Fifty-three members joined the society after it was revived in June 1880 following a public meeting on 8 May. A petition, dated 26 April, had been made to the Mayor of Penzance, Charles Campbell Ross following concern that the museum had accumulated arrears of nearly £100 and was in danger of being sold. A new series of Reports and Transactions was published annually until 1890 and intermittently until 1899. The annual excursion and lectures continued into the 20th century and the 1935 AGM reported a membership of 160 and a credit balance of £55 10s 10d. The Penzance Natural History and Antiquarian Society ceased to exist in 1961.

==Museum==
In 1839 the Museum was housed in the dome of the Market House, (now Lloyds Bank) and moved to the newly built public buildings, now known as St John's Hall, in 1867, where it joined the Royal Geological Society of Cornwall and the Penzance Library (later to become the Morrab Library). In 1961 the collection, which included local flora and fauna passed into the ownership of the Borough of Penzance and is now housed at Penlee House.

==List of presidents==
- 1839–47 John Paynter, Esq.
- 1847–55 Joseph Carne, Esq, F.R.S.
- 1864–65 Thomas Simon Bolitho
- 1865–66 Rev M N Peters
- 1880–81 Charles Campbell Ross, M.P.
- 1881–82 William Copeland Borlase, Esq. F.S.A., M.P.
- 1882–83 Thomas Cornish, Esq.
- 1883–84 John Ralfs, Esq., M.R.C.S.
- 1884–85 Rev W. S. Lach-Szyrma, M.A.
- 1885–86 William Bolitho Jun., Esq.
- 1886–87 George Bown Millett, Esq. M.R.C.S.
- 1887–88 Thomas Cornish, Esq.
- 1888–89 Right Hon. Leonard Henry Courtney, M.P.

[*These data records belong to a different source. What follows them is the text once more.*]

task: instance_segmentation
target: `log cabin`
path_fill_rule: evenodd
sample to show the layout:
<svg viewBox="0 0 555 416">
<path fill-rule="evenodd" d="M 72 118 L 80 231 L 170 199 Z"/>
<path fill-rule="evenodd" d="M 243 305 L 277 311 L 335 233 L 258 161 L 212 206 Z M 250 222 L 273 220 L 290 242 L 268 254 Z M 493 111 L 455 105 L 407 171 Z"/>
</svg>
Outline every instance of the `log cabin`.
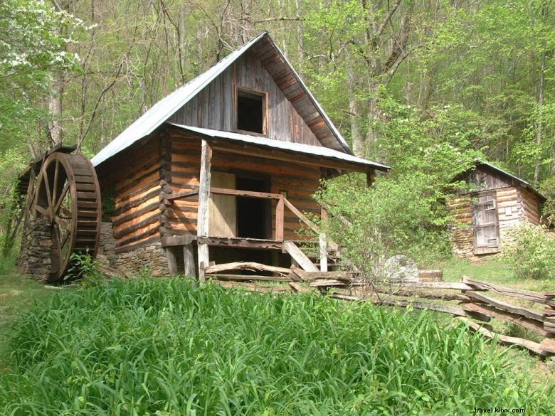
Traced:
<svg viewBox="0 0 555 416">
<path fill-rule="evenodd" d="M 353 154 L 266 32 L 163 98 L 92 162 L 116 265 L 201 278 L 212 262 L 292 259 L 318 270 L 298 243 L 302 228 L 317 232 L 307 215 L 322 213 L 312 198 L 320 180 L 359 172 L 370 183 L 389 169 Z"/>
<path fill-rule="evenodd" d="M 453 253 L 483 257 L 502 252 L 510 230 L 523 223 L 539 225 L 545 198 L 528 182 L 485 161 L 458 176 L 471 189 L 448 201 Z"/>
</svg>

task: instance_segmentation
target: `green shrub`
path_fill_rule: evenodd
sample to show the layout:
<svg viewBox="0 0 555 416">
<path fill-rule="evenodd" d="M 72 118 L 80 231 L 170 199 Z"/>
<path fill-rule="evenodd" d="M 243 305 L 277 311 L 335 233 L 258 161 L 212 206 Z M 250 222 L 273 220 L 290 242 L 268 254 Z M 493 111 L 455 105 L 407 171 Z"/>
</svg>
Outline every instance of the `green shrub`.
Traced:
<svg viewBox="0 0 555 416">
<path fill-rule="evenodd" d="M 543 225 L 519 225 L 505 250 L 514 274 L 522 279 L 555 277 L 555 235 Z"/>
<path fill-rule="evenodd" d="M 56 296 L 18 322 L 0 414 L 554 414 L 495 343 L 432 313 L 187 281 Z"/>
</svg>

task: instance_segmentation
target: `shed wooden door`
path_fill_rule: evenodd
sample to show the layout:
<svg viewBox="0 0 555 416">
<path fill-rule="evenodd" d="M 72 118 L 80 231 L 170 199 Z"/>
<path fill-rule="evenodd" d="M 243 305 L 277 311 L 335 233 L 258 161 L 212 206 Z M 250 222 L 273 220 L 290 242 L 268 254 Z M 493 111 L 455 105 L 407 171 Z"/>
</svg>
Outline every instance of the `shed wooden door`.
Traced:
<svg viewBox="0 0 555 416">
<path fill-rule="evenodd" d="M 491 252 L 499 247 L 499 218 L 494 193 L 477 197 L 473 204 L 475 253 Z"/>
<path fill-rule="evenodd" d="M 210 182 L 214 188 L 236 188 L 233 174 L 212 171 Z M 208 209 L 208 234 L 211 237 L 237 236 L 237 203 L 235 196 L 211 195 Z"/>
</svg>

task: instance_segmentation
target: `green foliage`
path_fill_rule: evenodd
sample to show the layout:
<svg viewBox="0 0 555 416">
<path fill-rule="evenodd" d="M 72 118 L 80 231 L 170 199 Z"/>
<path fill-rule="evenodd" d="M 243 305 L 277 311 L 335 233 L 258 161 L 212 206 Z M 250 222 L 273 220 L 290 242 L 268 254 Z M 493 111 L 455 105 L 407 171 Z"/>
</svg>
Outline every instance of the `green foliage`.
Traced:
<svg viewBox="0 0 555 416">
<path fill-rule="evenodd" d="M 522 224 L 511 231 L 506 250 L 514 273 L 522 279 L 555 277 L 555 235 L 543 225 Z"/>
<path fill-rule="evenodd" d="M 14 328 L 6 415 L 551 414 L 553 388 L 428 311 L 188 281 L 56 296 Z M 48 380 L 46 382 L 45 380 Z"/>
<path fill-rule="evenodd" d="M 549 176 L 539 185 L 539 191 L 546 197 L 541 214 L 548 225 L 555 225 L 555 176 Z"/>
<path fill-rule="evenodd" d="M 452 181 L 480 156 L 470 143 L 482 131 L 454 121 L 460 109 L 440 109 L 423 120 L 410 106 L 386 96 L 380 108 L 387 121 L 375 126 L 382 139 L 374 156 L 391 166 L 391 173 L 370 188 L 354 175 L 329 181 L 317 195 L 331 207 L 329 237 L 368 277 L 379 277 L 384 259 L 391 255 L 428 263 L 450 252 L 445 230 L 452 218 L 444 201 L 465 186 Z"/>
<path fill-rule="evenodd" d="M 70 265 L 64 281 L 80 279 L 85 287 L 97 286 L 105 281 L 98 263 L 89 253 L 74 252 L 70 257 Z"/>
</svg>

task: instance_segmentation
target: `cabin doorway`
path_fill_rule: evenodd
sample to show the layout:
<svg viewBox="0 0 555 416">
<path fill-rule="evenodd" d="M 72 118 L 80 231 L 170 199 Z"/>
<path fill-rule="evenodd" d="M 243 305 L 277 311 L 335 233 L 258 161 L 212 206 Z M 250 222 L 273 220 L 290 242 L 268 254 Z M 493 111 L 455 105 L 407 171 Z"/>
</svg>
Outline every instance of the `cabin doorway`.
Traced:
<svg viewBox="0 0 555 416">
<path fill-rule="evenodd" d="M 270 192 L 270 180 L 253 176 L 236 177 L 241 191 Z M 237 233 L 242 238 L 271 238 L 271 201 L 260 198 L 237 198 Z"/>
</svg>

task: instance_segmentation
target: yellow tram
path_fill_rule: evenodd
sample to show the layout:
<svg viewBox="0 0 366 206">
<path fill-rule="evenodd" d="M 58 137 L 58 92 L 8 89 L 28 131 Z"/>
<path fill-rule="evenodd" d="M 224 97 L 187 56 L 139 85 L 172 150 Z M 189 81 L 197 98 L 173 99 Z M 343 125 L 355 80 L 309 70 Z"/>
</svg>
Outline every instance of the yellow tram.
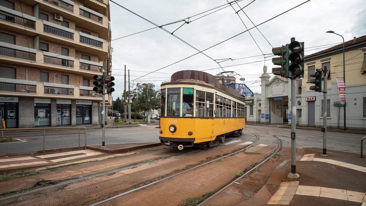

- 1889–90 Rev W. S. Lach-Szyrma, M.A
- 1890–91 William Bolitho Jun., Esq
- 1891-93 William Shepheard Bennett, M.R.C.S
- 1893–95 William E. Bailey, F.E.S., Esq.
- 1895–96 J D Enys
- 1896–97 F Holman
- 1897–98 A H Teague
- 1898–99 John Batten Cornish
- 1935– Dr R V Favell
- Day Perry LeGrice (1800–1881) of Trereife House was an original member and some time President.